Die nötigen Kenntnisse zu erwerben ist die erste Etappe. Die finanziellen Mittel zur Realisierung von hybriden Werken zu finden ist die nächste, nicht zu unterschätzende Herausforderung. Einige Kreativ­unternehmen sind aus der Schweiz weggezogen, um wachsen zu können. CtrlMovie, das den Multiple-Choice-Film «Lateshift» herausbrachte, hat heute Niederlassungen in Los Angeles, Ludwigsburg und der Region Luzern. Apelab, mit neuem Namen Zoe Immersive, das «La Légende de Kami» in der Sektion Highlight des GIFF als Weltpremiere zeigt, arbeitet in Los Angeles und Genf. Aus Artanim mit seiner Motion-Capture-Technologie an der Grenze zwischen Kino und Videospiel entstand Dreamscape Immersive, ebenfalls in Los Angeles. «Dass diese Unternehmen international expandieren, mag manchen verärgern, doch die Filmindustrie ist auch international: FilmproduzentInnen gehen nach Cannes oder Berlin und arbeiten mit europäischen SchauspielerInnen. Was uns bei anderen schockiert, stört uns bei uns selbst nicht», so Anaïs Emery.

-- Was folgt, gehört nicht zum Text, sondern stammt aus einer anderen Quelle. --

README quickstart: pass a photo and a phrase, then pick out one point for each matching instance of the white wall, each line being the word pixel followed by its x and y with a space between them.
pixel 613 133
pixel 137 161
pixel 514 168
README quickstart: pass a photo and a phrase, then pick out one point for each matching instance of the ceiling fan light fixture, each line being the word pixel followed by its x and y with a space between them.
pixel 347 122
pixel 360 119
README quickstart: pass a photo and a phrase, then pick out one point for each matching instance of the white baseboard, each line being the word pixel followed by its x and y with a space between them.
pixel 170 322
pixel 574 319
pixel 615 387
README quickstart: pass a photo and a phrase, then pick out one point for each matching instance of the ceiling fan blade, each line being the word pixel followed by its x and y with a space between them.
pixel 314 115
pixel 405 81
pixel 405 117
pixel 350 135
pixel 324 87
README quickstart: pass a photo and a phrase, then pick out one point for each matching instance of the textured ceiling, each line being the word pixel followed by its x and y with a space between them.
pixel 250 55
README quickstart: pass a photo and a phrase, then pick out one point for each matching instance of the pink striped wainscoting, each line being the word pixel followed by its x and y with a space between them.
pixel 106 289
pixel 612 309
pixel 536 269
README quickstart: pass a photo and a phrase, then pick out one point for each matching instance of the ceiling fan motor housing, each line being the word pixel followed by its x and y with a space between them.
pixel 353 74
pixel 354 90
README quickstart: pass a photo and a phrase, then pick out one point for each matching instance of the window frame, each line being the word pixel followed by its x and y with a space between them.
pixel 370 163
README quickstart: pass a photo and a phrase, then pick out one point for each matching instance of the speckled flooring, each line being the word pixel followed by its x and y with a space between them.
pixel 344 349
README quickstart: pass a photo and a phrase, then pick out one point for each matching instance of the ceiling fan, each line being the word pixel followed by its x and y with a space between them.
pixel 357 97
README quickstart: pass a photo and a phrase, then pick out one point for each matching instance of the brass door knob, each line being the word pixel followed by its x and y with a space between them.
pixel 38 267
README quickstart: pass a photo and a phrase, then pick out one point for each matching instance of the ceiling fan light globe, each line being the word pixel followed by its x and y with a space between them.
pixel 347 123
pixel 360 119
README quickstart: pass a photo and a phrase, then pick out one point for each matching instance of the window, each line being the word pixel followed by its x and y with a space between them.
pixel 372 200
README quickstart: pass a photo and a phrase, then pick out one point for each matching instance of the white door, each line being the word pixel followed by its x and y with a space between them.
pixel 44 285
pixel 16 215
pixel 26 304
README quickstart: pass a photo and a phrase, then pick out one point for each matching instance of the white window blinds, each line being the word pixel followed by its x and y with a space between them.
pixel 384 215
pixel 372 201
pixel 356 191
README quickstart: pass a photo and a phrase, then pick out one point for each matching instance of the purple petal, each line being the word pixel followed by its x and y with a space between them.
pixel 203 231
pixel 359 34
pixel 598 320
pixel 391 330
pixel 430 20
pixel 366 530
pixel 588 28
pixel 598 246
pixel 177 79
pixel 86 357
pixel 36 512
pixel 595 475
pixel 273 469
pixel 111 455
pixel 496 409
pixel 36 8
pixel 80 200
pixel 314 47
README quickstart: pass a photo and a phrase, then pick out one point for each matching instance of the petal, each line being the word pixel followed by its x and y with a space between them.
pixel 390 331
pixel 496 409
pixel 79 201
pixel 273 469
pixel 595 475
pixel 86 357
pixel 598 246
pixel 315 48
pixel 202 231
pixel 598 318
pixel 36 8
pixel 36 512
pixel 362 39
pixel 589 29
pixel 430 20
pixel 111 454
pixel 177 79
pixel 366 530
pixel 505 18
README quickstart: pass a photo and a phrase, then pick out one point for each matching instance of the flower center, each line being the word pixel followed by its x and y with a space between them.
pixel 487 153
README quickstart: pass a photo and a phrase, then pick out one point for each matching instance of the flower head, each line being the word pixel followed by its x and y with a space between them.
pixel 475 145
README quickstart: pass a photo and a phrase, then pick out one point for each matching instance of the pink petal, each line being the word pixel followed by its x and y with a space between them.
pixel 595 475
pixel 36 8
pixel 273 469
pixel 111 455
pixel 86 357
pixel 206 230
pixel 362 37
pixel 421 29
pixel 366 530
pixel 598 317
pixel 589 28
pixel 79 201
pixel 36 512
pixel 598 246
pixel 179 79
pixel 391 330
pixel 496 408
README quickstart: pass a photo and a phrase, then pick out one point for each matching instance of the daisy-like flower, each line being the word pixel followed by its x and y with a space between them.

Sie räumt jedoch ein, dass es im Bereich der Förderung in der Schweiz ein politisches Problem gibt: «Es wird unterteilt in interaktive Kunst, Videogames, immersive Kunst sowie XR, anderseits die klassische Film- und audiovisuelle Produktion. Das erschwert die interdiszip­linäre Arbeit.» Unternehmen, die sich diversifizieren wollen, müssen sich mit verschiedenen Ansprechpartnern und fragmentierten Finanzquellen auseinandersetzen, was viel Einsatz erfordert. Es gibt Initiativen, insbesondere von der Zürcher Filmstiftung, die Serien und neue Medien in einige ihrer Förderkategorien integriert hat, und von Cinéforom, die ihren Wettbewerb zur Innovationsförderung in Zusammenarbeit mit der SRG weiterführt. Das Bundesamt für Kultur und das Migros Kulturprozent fördern Multimedia-Projekte nur im Entwicklungsstadium. Beim Fernsehen ist der Pacte de l’audiovisuel Partner für Hybridprojekte, doch in der Westschweiz scheinen diese neuen Formate keine Priorität zu haben: «RTS hat Versuche im Bereich der virtuellen Realität unternommen und verfolgt weiterhin die Marktentwicklung. Zurzeit konzentrieren sich die Innovationsbemühungen auf andere Bereiche, und es ist kein konkretes Augmented-Reality-Projekt in Arbeit», liess das Unternehmen auf unsere Anfrage hin durch seine Pressestelle verlauten.

 

Mehr Kohärenz unter den Fonds

Seit der Schaffung des Cinéforom vor zehn Jahren kümmert sich die Stadt Genf nicht mehr direkt um die Filmförderung. Sie unterstützte jedoch stets digitale Kunstprojekte, nicht über ein spezielles Förderprogramm, sondern mit bestehenden Fördermitteln für Musik, Theater, Tanz oder bildende Künste. Nun macht sie sich Gedanken über mögliche Förderprogramme, um «ein XR-Ökosystem zu werden»: «Wie müssen hier die gleiche Art von Arbeit leisten wie für die 4 % der Lex Netflix, um den Leuten klarzumachen, dass digitale Kunst allgegenwärtig und die Ausdrucksform der Zukunft ist. Die politischen und institutionellen Förderorgane müssen sich unbedingt mit den neuen Praktiken auseinandersetzen, sonst laufen wir Gefahr, Formate zu fördern, die niemanden mehr interessieren.»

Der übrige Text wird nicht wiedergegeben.